Psychologie20.08.2018

Une erreur de raisonnement à l'origine du créationnisme et du complotisme


C’est devenu un lieu commun d'affirmer que nous vivons dans une ère de "post-vérité", où la méfiance croissante envers l'expertise scientifique et les autorités favorise la prolifération d'idées irrationnelles et anti-scientifiques, notamment sur Internet et les réseaux sociaux. Un besoin urgent de comprendre ce phénomène se fait sentir, afin que les avancées scientifiques ne soient pas noyées dans un océan de "faits alternatifs" de toutes sortes. Dans le but de mieux comprendre ces croyances alternatives, des chercheurs des Universités de Fribourg, Rennes et Paris-Saint-Denis ont identifié un biais cognitif (ou erreur de raisonnement), le biais de téléologie, commun au créationnisme et au complotisme, deux formes de croyances à première vue bien différentes.

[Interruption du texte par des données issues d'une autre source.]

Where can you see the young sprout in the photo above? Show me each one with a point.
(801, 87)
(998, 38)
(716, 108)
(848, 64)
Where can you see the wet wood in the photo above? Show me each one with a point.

On entend fréquemment dire que "rien n'arrive par hasard", que "tout arrive pour une raison", ou que tel événement "devait arriver". Des chercheurs viennent de montrer que cette forme de pensée dite téléologique est liée à deux sortes de croyances qui semblent n'avoir rien en commun: le créationnisme – la croyance que la vie sur terre a été créée dans un but bien précis par un agent surnaturel – et le complotisme – la tendance à expliquer les événements historiques ou contemporains par l'action secrète de groupes d'individus puissants.
Malgré de nombreux arguments en faveur de la théorie de l’évolution qui explique l’apparition du vivant sur Terre, beaucoup de gens croient que Dieu a créé la vie à peu près telle qu’elle est aujourd’hui, avec des espèces déjà différenciées. Le complotisme, quant à lui, envahit désormais internet, après notamment les attentats du 11 septembre 2001 aux Etats-Unis ou ceux ayant touchés la France ces dernières années, en proposant de multiples "explications alternatives" à la "version officielle". Les recherches en psychologie ont montré que la tendance à croire à ces nombreux complots est liée à de nombreux facteurs idéologiques, affectifs, cognitifs, et sociaux.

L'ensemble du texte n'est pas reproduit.